Quatro poemas de Alexandre Pilati
Alexandre Pilati nasceu em Brasília – DF em 1976. É poeta e professor de Literatura Brasileira na Universidade de Brasília UnB. Publicou quatro livros de poemas: sqs 120m2 com dce (NTC, 2004); prafóra (7Letras, 2007); e outros nem tanto assim (7Letras, 2015) e Autofonia (Penalux, 2018). Mantém desde 2010 a página http://www.alexandrepilati.com para divulgação de alguns de seus trabalhos.
O poema “Dicotomia” foi publicado em Autofonia.

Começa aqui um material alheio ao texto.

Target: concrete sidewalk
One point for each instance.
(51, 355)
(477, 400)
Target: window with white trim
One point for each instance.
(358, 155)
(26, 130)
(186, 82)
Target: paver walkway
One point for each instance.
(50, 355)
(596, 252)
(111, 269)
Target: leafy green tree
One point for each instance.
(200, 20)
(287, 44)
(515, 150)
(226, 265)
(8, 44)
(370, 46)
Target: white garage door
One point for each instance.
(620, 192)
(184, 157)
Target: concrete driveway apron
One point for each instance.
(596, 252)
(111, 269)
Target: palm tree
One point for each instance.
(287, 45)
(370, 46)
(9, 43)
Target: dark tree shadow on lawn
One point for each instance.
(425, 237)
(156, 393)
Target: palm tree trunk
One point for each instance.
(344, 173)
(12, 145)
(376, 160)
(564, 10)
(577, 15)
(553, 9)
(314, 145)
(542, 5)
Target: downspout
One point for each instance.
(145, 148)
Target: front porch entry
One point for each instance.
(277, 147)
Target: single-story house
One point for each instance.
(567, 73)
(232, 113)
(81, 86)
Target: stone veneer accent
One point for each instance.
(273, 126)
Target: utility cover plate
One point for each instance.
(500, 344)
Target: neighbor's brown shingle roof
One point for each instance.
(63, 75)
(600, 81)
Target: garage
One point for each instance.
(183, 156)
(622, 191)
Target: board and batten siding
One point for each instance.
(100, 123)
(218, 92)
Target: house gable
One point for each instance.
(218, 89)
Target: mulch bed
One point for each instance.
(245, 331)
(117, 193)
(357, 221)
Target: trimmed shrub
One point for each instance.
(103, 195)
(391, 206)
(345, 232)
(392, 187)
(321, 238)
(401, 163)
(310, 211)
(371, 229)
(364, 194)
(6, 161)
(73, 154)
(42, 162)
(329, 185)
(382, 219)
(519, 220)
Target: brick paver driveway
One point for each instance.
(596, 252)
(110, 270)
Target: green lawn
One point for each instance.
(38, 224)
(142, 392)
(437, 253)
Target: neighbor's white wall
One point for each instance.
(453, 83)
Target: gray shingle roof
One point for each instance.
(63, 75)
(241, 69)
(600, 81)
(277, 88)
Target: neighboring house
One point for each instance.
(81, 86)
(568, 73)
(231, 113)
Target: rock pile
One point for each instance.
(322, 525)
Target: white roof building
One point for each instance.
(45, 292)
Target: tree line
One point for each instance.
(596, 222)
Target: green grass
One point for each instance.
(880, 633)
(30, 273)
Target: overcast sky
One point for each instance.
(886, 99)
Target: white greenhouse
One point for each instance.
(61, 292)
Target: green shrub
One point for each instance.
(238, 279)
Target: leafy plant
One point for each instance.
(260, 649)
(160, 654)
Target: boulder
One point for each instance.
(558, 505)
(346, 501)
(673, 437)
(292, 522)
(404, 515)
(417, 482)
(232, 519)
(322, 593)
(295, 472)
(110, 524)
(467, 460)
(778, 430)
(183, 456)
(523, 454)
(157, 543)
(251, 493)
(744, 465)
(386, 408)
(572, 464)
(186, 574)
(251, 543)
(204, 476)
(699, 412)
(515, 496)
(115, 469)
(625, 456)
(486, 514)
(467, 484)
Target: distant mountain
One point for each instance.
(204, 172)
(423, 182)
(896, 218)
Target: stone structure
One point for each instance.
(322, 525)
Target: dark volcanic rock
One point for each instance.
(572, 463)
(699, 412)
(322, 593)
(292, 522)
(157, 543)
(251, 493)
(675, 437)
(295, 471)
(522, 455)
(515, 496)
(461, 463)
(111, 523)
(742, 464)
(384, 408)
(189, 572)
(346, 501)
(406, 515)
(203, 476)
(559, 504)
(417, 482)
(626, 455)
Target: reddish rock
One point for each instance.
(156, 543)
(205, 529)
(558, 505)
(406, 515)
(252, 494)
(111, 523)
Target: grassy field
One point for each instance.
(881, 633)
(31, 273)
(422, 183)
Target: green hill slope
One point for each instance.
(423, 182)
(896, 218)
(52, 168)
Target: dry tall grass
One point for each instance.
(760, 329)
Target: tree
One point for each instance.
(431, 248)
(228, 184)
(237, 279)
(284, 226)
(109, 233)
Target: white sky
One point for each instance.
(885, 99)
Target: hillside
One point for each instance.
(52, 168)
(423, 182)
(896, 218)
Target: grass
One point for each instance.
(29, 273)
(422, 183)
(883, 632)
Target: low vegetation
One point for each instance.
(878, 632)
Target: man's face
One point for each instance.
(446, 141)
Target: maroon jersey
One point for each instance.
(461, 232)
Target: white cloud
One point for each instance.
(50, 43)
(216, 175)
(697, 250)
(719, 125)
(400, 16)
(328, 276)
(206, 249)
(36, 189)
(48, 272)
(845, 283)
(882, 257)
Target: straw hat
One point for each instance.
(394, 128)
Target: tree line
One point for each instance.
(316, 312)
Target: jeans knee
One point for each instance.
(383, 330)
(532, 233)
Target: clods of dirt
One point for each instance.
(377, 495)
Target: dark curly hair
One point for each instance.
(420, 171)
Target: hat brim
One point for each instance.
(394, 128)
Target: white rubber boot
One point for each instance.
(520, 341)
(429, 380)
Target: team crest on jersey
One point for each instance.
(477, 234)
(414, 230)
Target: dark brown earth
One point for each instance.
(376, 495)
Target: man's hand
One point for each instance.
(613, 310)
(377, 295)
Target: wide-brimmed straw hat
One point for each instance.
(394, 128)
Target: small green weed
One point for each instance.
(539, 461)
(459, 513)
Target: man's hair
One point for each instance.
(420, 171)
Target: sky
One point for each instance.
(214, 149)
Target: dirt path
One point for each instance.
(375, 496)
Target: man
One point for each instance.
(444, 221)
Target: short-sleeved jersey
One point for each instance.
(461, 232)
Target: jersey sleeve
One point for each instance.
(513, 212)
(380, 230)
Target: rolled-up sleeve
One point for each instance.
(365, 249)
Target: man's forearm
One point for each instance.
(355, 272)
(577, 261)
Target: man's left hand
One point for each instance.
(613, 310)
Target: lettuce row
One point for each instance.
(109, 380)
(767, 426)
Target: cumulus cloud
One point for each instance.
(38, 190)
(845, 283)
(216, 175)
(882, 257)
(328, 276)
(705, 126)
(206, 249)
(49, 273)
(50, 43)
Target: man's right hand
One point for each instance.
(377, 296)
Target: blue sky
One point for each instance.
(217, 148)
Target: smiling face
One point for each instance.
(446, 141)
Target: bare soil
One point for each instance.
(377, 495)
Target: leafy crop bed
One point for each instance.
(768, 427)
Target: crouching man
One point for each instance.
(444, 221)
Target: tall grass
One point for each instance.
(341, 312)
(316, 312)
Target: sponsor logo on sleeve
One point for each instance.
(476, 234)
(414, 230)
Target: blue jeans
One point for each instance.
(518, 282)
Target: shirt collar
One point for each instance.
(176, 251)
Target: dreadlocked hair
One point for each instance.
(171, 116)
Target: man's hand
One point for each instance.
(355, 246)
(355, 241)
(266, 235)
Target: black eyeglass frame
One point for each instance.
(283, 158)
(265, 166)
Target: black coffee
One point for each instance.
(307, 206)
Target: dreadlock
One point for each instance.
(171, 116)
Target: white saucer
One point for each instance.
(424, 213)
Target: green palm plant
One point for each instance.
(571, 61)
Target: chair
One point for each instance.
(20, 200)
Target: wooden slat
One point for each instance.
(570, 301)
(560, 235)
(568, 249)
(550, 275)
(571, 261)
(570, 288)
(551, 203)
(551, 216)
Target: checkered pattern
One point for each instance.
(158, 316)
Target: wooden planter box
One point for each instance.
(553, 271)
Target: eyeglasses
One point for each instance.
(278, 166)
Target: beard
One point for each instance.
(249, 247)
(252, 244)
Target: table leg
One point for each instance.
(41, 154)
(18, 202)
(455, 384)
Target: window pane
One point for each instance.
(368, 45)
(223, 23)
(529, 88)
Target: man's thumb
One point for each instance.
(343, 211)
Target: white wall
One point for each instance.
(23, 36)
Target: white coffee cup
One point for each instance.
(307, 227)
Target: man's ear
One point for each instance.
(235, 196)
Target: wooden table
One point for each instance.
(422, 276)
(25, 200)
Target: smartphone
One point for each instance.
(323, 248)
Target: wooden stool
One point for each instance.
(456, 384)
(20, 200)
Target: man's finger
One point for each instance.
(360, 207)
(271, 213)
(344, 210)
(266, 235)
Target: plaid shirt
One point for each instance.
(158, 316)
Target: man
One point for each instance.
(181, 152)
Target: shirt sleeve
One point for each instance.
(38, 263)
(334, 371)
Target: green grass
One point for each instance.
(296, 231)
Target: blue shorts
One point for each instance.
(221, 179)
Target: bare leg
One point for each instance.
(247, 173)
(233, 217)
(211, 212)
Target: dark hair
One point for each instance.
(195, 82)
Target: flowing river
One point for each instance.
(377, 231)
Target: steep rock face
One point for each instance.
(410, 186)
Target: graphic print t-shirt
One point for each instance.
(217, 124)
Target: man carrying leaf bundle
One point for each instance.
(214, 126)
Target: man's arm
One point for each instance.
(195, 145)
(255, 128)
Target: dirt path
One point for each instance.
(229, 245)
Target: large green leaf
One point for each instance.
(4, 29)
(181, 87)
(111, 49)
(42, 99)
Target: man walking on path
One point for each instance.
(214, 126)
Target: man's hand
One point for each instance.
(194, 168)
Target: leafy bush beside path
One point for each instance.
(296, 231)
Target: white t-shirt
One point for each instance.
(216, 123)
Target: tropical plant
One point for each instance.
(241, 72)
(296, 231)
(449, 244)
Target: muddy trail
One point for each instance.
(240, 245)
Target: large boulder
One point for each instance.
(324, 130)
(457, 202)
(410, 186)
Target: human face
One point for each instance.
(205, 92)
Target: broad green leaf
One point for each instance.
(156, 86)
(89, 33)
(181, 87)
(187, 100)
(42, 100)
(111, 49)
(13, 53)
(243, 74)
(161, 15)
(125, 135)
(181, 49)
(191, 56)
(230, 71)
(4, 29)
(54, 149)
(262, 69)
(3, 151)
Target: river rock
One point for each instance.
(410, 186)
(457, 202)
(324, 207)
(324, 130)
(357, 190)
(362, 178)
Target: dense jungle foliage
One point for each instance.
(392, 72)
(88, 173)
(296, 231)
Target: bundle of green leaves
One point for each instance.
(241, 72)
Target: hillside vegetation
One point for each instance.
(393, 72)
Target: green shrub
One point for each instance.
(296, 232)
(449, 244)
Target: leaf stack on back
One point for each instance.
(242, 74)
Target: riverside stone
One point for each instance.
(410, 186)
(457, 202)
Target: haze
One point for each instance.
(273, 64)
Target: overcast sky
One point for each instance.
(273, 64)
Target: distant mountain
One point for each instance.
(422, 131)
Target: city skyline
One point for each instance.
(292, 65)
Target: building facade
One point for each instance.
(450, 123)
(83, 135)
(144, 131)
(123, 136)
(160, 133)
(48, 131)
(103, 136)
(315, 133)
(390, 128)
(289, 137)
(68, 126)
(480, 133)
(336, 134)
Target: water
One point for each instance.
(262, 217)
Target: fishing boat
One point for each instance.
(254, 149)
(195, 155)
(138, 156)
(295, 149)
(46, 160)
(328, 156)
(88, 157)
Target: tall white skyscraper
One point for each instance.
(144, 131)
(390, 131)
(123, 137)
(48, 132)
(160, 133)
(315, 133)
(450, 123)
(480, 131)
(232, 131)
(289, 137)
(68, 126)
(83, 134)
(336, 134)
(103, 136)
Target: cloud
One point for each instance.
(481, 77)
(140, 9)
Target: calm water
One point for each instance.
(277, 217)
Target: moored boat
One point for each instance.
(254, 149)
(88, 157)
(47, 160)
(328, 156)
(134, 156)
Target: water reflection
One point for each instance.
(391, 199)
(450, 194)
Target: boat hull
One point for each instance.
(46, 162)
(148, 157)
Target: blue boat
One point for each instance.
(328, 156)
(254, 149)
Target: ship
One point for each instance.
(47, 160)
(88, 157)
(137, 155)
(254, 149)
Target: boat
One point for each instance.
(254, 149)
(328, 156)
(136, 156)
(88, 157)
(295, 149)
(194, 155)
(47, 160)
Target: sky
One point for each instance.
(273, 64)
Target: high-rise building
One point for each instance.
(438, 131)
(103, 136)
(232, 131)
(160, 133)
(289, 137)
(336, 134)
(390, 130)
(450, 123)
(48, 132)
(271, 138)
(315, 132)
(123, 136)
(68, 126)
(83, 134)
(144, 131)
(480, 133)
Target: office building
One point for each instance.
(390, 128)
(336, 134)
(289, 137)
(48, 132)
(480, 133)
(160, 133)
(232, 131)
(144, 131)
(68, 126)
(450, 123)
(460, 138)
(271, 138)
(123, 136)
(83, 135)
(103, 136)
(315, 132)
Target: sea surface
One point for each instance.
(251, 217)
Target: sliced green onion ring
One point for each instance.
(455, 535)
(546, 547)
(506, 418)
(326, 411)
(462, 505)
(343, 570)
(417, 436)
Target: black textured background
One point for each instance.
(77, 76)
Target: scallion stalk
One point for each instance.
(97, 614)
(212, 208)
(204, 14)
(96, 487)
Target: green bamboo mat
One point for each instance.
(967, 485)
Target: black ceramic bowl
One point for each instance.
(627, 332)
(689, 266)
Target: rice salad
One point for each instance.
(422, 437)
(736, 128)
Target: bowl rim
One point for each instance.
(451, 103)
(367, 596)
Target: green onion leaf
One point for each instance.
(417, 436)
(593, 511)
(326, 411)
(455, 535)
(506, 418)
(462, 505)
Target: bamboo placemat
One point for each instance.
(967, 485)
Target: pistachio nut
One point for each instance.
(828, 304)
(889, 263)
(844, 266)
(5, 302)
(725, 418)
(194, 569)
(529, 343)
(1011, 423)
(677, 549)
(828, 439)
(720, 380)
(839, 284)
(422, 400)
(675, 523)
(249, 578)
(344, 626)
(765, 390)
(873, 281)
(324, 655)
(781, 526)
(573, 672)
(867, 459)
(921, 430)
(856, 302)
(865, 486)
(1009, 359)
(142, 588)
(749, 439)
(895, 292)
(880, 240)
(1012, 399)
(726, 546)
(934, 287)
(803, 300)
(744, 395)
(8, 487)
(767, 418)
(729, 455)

Os demais são inéditos.
***
Fantasia
Num tempo como este,
é talvez inesperado
que os bois sambem.
Mas, não custa reiterar,
os bois sabem sambar,
sabem que há urgência em balançar.
Pouco lhes importa o ano.
Podem fazê-lo, bovinamente,
a qualquer hora.
Inclusive num ano como este,
que passa de improviso
sobre nossas cabeças.
E não precisam de avenida:
os bois fazem de qualquer pasto
o seu sambódromo.
Quando sambam os bois reiteram
o peso que carregam, peso que é
o ser boi em meio a tantas coisas sutis.
Derivam, às vezes, do samba
ao frevo e ao axé, mas seguem,
com disciplina, amassando o capim,
que é seu lugar, seu combustível,
sob os pés, ao redor da língua
e, é claro, entre os dentes muito lerdos.
Como se fosse o seu tempo
o mesmo das lesmas, os bois cantam
marchinhas e sambas-canção
em seu carnaval feito de câmera lenta.
Nos bois, a lentidão é uma lei
que não se revoga por qualquer folia.
E lá vão os bois em seu bloco,
como se dentro de um aquário
em que a gravidade assumiu vida própria.
E lá vão os bois em seu samba
com seus olhos tão tristes,
que nenhuma alegria transitória
é capaz de conspurcar.
Esta, de fato, a lição do amplo gado
que, no entardecer feliz
de uma terça-feira gorda,
desliza quase a fórceps
na paisagem:
os bois, ao sambarem,
não deixam jamais de ser bois.
Ruminam, mugem e pastam.
Esta é, dizem os cientistas,
a parte melhor
da sua lúcida e silenciosa
fantasia.
*
Bate outra vez
ei pombos de aço
de pedra que habitam
elétricos dentro do meu peito
aquietem-se acalmem-se
esta gaiola de carne e pejo
prende-os e todavia os ama
juntos vamos ao fim do caminho:
é certo é justo eu quero e eu preciso –
sem estes arrulhos sou uma coisa sem revolta
mas não vistam tantas patas de cavalo
não cisquem não sapateiem tanto
assim as cãs do meu coração
prestem atenção neste corpo
de pinho que vem agora ao meu socorro
sintam este abraço de calma
em que me segura o violão
com que disfarço o desespero
em que me abrigo do tempo
não pesem tanto
não bulham: “é pau, é pedra,
é o fim do caminho”
é apenas outra espessa promessa
de vida leve pra quem sente
saudade de ser apenas passarinho.
não pesem tanto
não bulham: “é pau, é pedra,
é o fim do caminho”
é apenas outra espessa promessa
de vida leve pra quem sente
saudade de ser apenas passarinho.
*
Rainha
ramona bate na cara
rabisca na cara
a navalha
porque não sabe
escrever de outro jeito
ramona te quebra
o nariz te leva a carteira
te rasga o rabo as vestes
te mata até a alma
e sabe que foi golpe
ramona ri
ramona tem pinto
usa turbante
pode ficar de pau duro
lhe falta dente
lhe alegraram as flores
o sangue ela limpa
ramona é humana
é a rainha da república
o país e nossa miséria
estão nos músculos
tristes do sorriso
arrasado de ramona
“no dia que sonhei
quis mudar meu nome
pra Vera mas desisti:
ramona é mais a minha
cara, cara de rainha”
*
Dicotomia
O corpo:
cápsula de angústia
em que o tempo ganha
forma.
A alma:
válvula de escape
em que o tempo foge
da forma.
E eu lá no meio, sem dialética, sem saber que diga ou faça!
Joelhos e sonhos no milho da dicotomia.
Corpo de castigo, dividido; alma fechada, a céu aberto.